2. De standpunten in beroep
Standpunt van klager
De directeur is te allen tijde eindverantwoordelijk voor ongeregeldheden binnen de PI Alphen. Dat geldt temeer als de problemen bij de directeur bekend zijn en hij niet werkt aan een oplossing. Daarnaast had de beklagrechter acht moeten slaan op de algemene regels voor het verstrekken en consistent gebruik van medicatie en levensmiddelen. Deze regels heeft de beklagrechter niet bij zijn beoordeling betrokken.

Standpunt van de directeur
De directeur persisteert bij zijn eerder ingenomen standpunt.

 

3. De beoordeling
Ontvankelijkheid van klager in zijn beklag
De beroepscommissie leest het beklag zo dat volgens klager met de (huidige) werkwijze van de medicatieverstrekking zijn medicatie niet meer op de juiste wijze wordt verstrekt. Het (meermaals) niet op de juiste wijze verstrekken van medicatie kan gelijk worden gesteld met een beslissing van de directeur, zoals bedoeld in artikel 60, eerste lid, van de Penitentiaire beginselenwet (Pbw), als sprake is van een beklag met voldoende belang voor de gedetineerde. Daarvan is in beginsel slechts sprake wanneer de directeur volgens de gedetineerde jegens hem “structureel en in belangrijke mate tekortschiet in zijn verzorgende taken” (Kamerstukken II 1994/95, 24 263, nr. 3, p. 76).

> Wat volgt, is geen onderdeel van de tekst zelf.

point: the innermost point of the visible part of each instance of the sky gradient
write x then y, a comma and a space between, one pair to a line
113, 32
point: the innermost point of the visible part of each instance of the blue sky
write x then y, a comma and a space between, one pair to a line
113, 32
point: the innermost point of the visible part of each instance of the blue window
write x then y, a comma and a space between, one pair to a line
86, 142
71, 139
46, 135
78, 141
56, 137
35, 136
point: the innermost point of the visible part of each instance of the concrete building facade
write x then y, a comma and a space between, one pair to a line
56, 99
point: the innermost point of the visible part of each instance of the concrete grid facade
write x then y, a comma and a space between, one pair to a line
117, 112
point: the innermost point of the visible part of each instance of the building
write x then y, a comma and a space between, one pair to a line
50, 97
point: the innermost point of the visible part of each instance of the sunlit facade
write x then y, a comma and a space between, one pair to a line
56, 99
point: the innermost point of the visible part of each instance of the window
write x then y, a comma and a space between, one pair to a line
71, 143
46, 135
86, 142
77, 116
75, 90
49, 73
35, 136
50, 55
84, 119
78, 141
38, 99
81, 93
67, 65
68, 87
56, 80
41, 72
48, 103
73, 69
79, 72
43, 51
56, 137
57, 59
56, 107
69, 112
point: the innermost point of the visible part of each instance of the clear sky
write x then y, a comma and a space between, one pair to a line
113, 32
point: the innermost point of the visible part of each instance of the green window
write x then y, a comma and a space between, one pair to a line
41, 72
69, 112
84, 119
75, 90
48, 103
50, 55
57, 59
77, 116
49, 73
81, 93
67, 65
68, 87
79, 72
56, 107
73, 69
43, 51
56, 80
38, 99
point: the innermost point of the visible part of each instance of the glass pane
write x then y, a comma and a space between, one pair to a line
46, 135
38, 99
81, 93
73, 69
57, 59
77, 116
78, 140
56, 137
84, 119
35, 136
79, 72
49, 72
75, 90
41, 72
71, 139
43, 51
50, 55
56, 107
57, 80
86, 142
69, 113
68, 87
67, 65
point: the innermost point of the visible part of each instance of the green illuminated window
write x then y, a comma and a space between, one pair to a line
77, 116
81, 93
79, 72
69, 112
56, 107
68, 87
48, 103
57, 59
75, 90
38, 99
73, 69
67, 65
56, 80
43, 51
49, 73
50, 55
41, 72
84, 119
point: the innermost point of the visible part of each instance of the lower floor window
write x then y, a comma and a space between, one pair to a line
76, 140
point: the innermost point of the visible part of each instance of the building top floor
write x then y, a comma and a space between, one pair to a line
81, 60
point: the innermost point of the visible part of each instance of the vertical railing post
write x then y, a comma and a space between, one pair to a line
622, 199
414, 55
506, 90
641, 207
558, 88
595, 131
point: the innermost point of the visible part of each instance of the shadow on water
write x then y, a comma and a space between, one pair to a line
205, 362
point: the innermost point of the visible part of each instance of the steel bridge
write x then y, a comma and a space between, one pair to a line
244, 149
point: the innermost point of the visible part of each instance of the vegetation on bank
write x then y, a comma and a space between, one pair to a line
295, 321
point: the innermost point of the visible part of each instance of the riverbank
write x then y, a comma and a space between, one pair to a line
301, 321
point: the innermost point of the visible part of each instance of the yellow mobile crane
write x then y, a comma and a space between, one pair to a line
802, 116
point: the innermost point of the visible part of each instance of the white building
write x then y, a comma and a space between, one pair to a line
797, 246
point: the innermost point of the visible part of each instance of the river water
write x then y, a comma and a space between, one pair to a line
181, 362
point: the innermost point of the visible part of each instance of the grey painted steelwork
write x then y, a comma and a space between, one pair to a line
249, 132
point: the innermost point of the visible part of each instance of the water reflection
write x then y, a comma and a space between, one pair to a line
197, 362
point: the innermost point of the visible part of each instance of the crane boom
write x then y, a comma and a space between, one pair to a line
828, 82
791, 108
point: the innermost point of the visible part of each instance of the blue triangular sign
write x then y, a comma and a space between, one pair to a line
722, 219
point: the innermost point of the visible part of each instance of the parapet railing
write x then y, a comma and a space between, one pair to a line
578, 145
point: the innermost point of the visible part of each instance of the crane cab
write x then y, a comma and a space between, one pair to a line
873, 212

Als voldoende belang bij het beklag ontbreekt – wat dus losstaat van de vraag of het feitelijk klopt wat de gedetineerde heeft gesteld – dan moet de gedetineerde niet-ontvankelijk in zijn beklag worden verklaard.

In de door klager gestelde omstandigheden zou het – zo begrijpt de beroepscommissie – (inmiddels) standaard verstrekken van de medicatie voor zijn chronische hart- en vaatziekten op een manier waarbij de medicatie uit de verzegelde envelop van de apotheek wordt gehaald en niet kan worden gecontroleerd of deze medicatie aan klager toebehoort, een structurele en belangrijke tekortkoming in de verzorgende taken van de directeur kunnen zijn. Gelet hierop en gezien de aard en het type medicatie in kwestie, is de beroepscommissie van oordeel dat klager voldoende belang heeft bij een beoordeling van zijn klacht. De uitspraak van de beklagrechter zal daarom worden vernietigd en klager zal alsnog ontvankelijk in zijn beklag worden verklaard. De beroepscommissie zal om proceseconomische redenen als enige en hoogste instantie inhoudelijk op het beklag beslissen.

Inhoudelijke beoordeling
De directeur heeft te kennen gegeven dat uit navraag bij het inrichtingspersoneel van klagers afdeling volgt dat de medicatie conform de procedure aan klager is verstrekt. 

De beroepscommissie begrijpt dat daarmee de procedure wordt bedoeld zoals die is uitgewerkt in hoofdstuk 4.2 van de huisregels van de PI Alpen. Hierin staat – voor zover relevant – opgenomen:

“Medicijnen en diëten die u voorgeschreven zijn door de inrichtingsarts zullen u op de afdeling door het dienstdoende personeel verstrekt worden. Alvorens u de medicatie inneemt dient u het medicijnzakje samen met het dienstdoende personeel te controleren op naam, geboortedatum en celnummer. Het innemen van medicijnen dient te gebeuren onder toezicht van het personeel.”

Naar het oordeel van de beroepscommissie is het niet aannemelijk geworden dat het inrichtingspersoneel deze procedure – die de nodige waarborgen biedt – niet heeft nageleefd.  Het is het dan ook niet aannemelijk geworden dat de directeur structureel en in belangrijke mate is tekortgeschoten in zijn verzorgende taken. Daarom moet het beklag ongegrond worden verklaard.

 

4. De uitspraak
De beroepscommissie vernietigt de uitspraak van de beklagrechter, verklaart klager alsnog ontvankelijk in zijn beklag, maar verklaart dit beklag ongegrond.


Deze uitspraak is op 23 juli 2024 gedaan door de beroepscommissie, bestaande uit 
mr. W.S. Korteling, voorzitter, mr. A.M.G. Smit en mr. B. van der Werf, leden, bijgestaan door mr. R.A.J. van de Kamp, secretaris.